Apalagi tambah Dandim, dengan Panen Raya yang telah dilakukan Kodim 1615/Lotim bersama para petani, ketersediaan pangan di Lotim masih aman.
Ia juga menyampaikan, melihat banyaknya stok pangan di Lotim saat panen raya yang telah dilakukan Kodim 1615/Lotim bersama para petani kemarin masih sekitar 7000 ton, itu membuat stok pangan di Lotim masih aman.

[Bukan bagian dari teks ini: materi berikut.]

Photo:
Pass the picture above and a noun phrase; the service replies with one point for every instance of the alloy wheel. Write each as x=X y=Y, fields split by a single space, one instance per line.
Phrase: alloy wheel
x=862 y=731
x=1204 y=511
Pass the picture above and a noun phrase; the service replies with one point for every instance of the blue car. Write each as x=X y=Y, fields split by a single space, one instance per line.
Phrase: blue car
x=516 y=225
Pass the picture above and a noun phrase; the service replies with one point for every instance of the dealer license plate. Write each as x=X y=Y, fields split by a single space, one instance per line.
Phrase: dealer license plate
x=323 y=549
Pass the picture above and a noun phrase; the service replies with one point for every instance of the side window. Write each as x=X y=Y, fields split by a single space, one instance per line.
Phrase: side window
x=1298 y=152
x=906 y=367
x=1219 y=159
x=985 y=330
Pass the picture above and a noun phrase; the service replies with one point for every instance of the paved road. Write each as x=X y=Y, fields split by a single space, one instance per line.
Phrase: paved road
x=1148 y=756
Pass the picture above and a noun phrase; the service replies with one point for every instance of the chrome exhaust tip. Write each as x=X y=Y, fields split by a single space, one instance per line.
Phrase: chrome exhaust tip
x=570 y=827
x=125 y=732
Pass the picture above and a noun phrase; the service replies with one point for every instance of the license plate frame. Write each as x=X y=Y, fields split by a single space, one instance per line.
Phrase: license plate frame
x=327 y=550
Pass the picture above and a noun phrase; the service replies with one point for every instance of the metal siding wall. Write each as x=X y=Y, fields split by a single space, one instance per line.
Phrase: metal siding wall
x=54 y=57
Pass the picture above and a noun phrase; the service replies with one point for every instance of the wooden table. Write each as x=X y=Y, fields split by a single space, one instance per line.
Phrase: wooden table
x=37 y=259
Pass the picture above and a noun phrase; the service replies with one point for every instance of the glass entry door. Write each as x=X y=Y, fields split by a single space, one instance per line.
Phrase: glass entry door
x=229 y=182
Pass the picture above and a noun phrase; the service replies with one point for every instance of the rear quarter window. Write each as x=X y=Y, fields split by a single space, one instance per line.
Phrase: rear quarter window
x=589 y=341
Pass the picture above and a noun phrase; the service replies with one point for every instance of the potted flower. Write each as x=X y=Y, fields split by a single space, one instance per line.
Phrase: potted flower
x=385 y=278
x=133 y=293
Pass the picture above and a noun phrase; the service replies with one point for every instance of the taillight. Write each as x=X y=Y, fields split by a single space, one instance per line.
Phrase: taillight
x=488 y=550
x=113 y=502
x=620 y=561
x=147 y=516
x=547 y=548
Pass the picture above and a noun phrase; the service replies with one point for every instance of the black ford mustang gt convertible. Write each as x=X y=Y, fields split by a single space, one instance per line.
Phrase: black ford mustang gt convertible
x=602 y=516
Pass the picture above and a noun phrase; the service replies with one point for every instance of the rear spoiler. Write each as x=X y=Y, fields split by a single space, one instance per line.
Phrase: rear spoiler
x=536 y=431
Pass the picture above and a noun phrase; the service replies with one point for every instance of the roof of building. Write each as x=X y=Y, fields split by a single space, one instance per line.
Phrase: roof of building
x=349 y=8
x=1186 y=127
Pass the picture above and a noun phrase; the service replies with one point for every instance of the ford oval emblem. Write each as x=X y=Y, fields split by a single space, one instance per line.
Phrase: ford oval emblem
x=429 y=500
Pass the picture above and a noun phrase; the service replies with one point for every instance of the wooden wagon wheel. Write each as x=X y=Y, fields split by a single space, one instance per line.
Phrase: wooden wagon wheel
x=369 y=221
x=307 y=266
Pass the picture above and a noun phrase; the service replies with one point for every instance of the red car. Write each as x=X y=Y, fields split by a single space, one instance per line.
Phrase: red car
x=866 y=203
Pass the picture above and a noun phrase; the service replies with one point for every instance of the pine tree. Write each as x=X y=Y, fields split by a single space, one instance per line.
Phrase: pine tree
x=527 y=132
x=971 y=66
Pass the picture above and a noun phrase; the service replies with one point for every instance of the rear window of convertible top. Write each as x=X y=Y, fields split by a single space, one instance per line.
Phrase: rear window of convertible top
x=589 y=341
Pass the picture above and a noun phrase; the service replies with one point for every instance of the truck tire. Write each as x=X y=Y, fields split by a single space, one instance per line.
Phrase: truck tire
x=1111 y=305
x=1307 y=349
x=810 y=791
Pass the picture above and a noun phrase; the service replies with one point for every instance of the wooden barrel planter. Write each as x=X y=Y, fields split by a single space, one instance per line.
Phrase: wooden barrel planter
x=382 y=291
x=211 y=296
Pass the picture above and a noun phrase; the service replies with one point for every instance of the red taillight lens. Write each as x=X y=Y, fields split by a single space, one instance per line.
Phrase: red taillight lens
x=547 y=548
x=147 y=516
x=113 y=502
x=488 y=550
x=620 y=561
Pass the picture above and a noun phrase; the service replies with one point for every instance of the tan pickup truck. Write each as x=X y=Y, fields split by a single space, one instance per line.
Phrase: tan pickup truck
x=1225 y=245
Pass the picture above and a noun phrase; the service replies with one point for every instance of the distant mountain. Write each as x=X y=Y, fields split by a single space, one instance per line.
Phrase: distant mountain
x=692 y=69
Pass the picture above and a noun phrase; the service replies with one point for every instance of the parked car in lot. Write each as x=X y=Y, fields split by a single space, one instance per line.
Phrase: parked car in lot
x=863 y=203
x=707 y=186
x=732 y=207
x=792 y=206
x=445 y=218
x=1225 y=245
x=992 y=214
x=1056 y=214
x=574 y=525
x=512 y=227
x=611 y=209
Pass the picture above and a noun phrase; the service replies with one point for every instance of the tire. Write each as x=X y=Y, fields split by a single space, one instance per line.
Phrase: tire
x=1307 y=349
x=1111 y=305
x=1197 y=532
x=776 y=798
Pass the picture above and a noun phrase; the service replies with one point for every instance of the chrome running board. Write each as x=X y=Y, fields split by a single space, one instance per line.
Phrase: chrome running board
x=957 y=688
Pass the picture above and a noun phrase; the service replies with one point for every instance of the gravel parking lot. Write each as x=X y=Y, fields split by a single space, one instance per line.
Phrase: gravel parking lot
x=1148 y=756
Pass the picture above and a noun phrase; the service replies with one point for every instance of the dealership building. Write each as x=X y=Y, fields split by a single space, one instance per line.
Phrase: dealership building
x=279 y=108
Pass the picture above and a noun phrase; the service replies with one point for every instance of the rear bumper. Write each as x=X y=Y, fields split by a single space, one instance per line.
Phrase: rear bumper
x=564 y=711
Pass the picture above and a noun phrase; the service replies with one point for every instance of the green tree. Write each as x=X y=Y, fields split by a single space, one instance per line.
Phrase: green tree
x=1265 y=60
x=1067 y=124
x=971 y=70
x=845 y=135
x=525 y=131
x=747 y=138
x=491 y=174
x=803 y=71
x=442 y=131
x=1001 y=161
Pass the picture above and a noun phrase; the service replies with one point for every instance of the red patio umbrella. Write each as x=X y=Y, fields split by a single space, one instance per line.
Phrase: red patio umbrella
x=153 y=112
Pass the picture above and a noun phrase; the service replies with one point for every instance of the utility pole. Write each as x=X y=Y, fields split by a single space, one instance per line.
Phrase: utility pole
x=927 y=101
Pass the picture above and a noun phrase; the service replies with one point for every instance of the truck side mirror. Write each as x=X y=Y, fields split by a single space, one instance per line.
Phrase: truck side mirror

“Kita dari Kodim 1615/Lotim bersama Bulog dan instansi terkait lainnya melakukan pengawalan dan bersama-sama masyarakat menjaga hasil ini, jangan sampai tidak sesuai peruntukan dan amburadul cadanagan kita. Oleh karena itu, kami dari Kodim 1615/Lotim tetap melakukan pengawasan.” ujar mantan Danyonif 742/SWY tersebut.
Selain itu, Kodim 1615/Lotim juga bekerja sama dengan Kepolisian berupaya untuk menahan aliran pangan tersebut agar jangan sampai keluar. Dandim 1615/Lotim ini meyakini pangan yang ada di Lotim tidak akan bisa keluar dimasa pandemi ini.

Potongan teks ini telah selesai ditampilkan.